The stars are such wondrous things, aren't they?
When you look up and fix your eyes on your clear version of a night sky, you can see them, can't you? Those meticulously poked holes in the fabric of the universe, showing off their brilliant light to all the rest but what most overlook is their uniqueness...
Each and every one of them are different. In colour, size, age, whatever. They were made special in their own way. Each so...marvellously odd.
The same can not be true for these people though. The humans...at least not anymore.
Here on Low Landing, everything breathed chaos. Or at least orderly chaos. Take the buildings for example. Towering architecture built precariously on top of each other in zigzag formation like building blocks in muted tones of blue, red and black. Twisting streets that, without a map or general sense of direction,will leave you wandering around like a lost pup for hours, confusing interwoven train tracks built high above you so it feels like walking under a spider's web.
Evan Nightlark ran down the deserted street towards the large, grey platform building made of hardened steel, his chest pounding in a furious tempo, his hands uncomfortably sweaty where he held his bag of questionable things. I'm so stupid! He knew coming here on a test day was moronic but he had to, he couldn't disappoint her...not again.
He climbed up the marble stairs to the glass doors where two Metrons, sumptuous in ebony high-tech armour of the latest design, stood at guard.

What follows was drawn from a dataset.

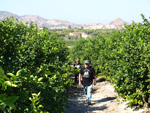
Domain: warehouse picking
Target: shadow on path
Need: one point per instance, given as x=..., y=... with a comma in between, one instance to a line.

"Skintag," demanded one of them through her helmet, her voice muffled but cold. Evan blinked and pulled up the sleeve of his black hoodie and presented his inner forearm. The Metron waved her gauntlet hand over the stark lines of his skintag and a little green light flashed on her hand.
"You may enter," she announced in cool tones, the doors behind sliding open with an audible swoosh. He stepped and groaned.
Ugh, people.
Standing in orderly rows shoulder to shoulder on the train platform like single minded ants. Above him was the billboard-sized screen mentor that showcased the trains arriving for the wane-hours of the day in neon white type. They waited for the train that would take them to the Centre, the busiest part of the city where all went to receive their work for the day that would take them to different sections of Elysium.
5:30 The Centre T1-ARRIVED
But as Evan made his way through the crowds, ignoring the subtle looks of disapproval and dissent at his shoving, he saw that near the front there was some sort of commotion.
"Hey, watch it!" grumbled an old woman wearing a bright blue dust coat over a hideous yellow ruffle collar shirt.
"Sorry," he mumbled and turned to see what was most certainly going to get him late.
The first thing he noticed was smoke. Not the smoke of a fire, no one in his short sixteen years of accumulated knowledge has ever seen an actual fire.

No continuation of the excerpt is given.